# How do I read this data?

There's a variety of samples script out there for using the HRRR Zarr data. They don't all load the data the same way, and how to load it can be pretty confusing. This guide provides our current (as of writing) recommendations for the "best" ways to access the data, with weight given to performance (speed), code length, and a preference for high-level APIs. In the examples, as much as possible is written as a function you should just be able to copy and paste.

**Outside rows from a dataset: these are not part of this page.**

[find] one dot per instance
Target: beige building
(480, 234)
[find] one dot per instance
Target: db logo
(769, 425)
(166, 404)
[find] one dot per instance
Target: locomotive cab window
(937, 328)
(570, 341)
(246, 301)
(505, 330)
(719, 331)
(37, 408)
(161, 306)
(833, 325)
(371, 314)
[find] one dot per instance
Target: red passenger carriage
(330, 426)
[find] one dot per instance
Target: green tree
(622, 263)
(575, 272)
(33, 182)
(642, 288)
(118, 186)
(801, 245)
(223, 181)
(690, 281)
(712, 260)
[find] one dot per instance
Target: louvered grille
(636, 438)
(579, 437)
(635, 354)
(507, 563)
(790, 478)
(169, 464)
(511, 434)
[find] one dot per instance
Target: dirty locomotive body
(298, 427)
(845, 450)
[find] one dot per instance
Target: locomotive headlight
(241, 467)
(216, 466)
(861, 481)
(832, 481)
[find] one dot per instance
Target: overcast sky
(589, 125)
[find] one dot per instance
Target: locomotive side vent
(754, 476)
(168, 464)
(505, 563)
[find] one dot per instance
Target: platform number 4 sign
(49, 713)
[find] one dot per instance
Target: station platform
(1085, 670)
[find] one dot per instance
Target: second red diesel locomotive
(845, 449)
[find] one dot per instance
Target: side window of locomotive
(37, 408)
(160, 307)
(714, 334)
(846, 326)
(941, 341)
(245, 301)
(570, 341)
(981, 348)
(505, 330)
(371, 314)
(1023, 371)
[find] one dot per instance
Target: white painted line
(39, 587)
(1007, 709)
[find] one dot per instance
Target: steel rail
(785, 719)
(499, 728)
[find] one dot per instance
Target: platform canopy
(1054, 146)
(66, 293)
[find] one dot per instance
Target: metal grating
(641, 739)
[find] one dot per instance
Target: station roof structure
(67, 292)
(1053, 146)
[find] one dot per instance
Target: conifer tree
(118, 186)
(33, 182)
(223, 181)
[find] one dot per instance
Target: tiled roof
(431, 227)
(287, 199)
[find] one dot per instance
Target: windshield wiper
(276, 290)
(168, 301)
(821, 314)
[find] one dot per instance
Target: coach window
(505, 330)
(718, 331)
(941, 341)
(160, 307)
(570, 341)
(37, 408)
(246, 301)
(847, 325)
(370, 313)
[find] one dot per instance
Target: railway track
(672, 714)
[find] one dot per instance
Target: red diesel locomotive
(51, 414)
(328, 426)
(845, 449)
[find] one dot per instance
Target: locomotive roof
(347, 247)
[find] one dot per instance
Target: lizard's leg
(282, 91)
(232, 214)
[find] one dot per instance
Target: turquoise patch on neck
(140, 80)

There are two main paths for reading the data:
* xarray.open_mfdataset  
* HRRR_chunk_index.h5

The first gives you the whole grid with a lot of metadata, the second is faster if you want data from many model runs and only want a single grid point or region.

The open_mfdataset method is somewhat complex since the projection and other metadata need extra setup steps. The chunk index method is complex since no API currently supports reading zarr data from a single chunk rather than the whole group or array.

## For Surface Analysis Files

### Create the https url for direct download

In [9]:
import datetime

def create_analysis_chunk_url(level, param_short_name, hour, chunk_id):
    url = hour.strftime("https://hrrrzarr.s3.amazonaws.com/sfc/%Y%m%d/%Y%m%d_%Hz_anl.zarr/")
    url += f"{level}/{param_short_name}/{level}/{param_short_name}/{chunk_id}"
    return url

create_analysis_chunk_url("1000mb", "TMP", datetime.datetime(2021, 1, 1, 7), "4.3")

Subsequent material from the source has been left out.